MobileRead Forums - View Single Post

ixtab · 01-05-2013, 02:14 PM

Quote:

Originally Posted by HarryT

Performance is probably also better, because you can do queries without (or with fewer) table joins. A lot of my "day job" work is with databases, and we often end up with a certain degree of denormalisation for both the reasons I've mentioned.

Sorry, I only read this part of your reply now.

Yes, that's a valid point, and denormalization does make sense at times. But just before we start, how many Terabytes of data does an e-reader hold, and how many thousands of concurrent transactions does it have to process per second? Are we talking about hundreds of table joins, where each table could contain millions of records?

...

Of course, the following are all unsubstantiated claims - nobody except Amazon knows what exactly is happening in their code after all. I'm just sticking with how Amazon organized their database schema - we're talking about 0 joins (as opposed to 2), followed by JSON parsing and (in most of the cases) at least one additional DB query to "simulate" the join - because the data has to be retrieved anyway, and I actually doubt that they do all of the retrieval in one go; I rather think that it will be n additional queries.

Essentially, I strongly suppose that they "reimplemented" the join in client code. So also in terms of performance, I'd bet that a proper database schema would outperform the current one - even for the extremely small database that a Kindle holds. Plus, it could also provide referential integrity at no cost.

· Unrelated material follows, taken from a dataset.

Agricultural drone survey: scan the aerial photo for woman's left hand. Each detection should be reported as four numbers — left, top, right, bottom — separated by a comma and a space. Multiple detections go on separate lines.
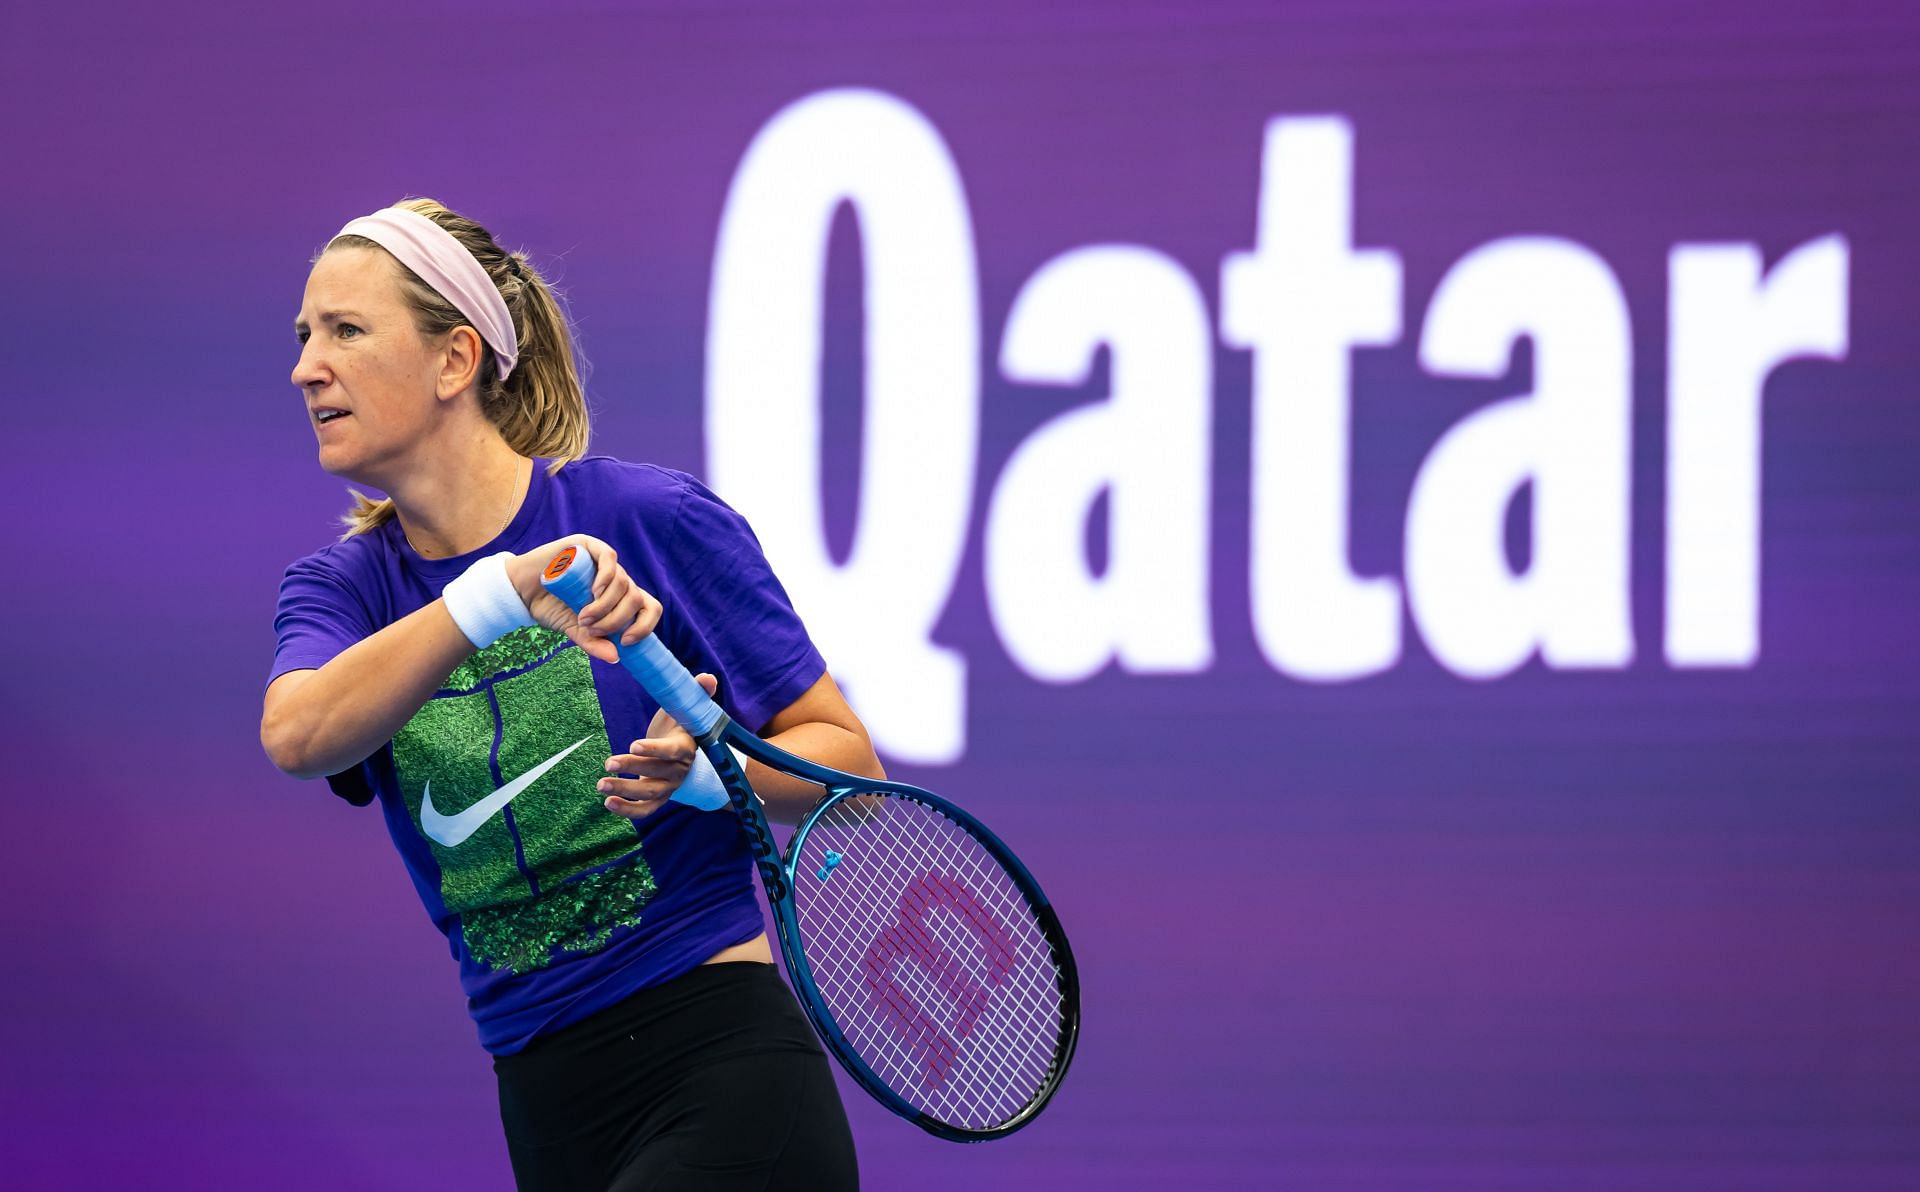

Another unsubstantiated claim: if the Kobo really has that many problems with its database, then I assume that it's for the exact same reason. A database system can do so much more than just "put things in there and get them out of there", but one actually has to understand at least a little bit of the theory to use it efficiently. Seriously, the DB schema that Amazon uses is pretty much what any 16-year old would intuitively come up with. They're essentially not using ANY of the benefits that a DBMS really offers - they could have just used plain files instead*.

(*) Yes, the collections actually were plain files before the K5. So they just seem to have ported that "to a database". But why build an entire new API around it, if they don't use the benefits of the DB? Just because "management asked that the collections must be stored in databases now"? What's the point?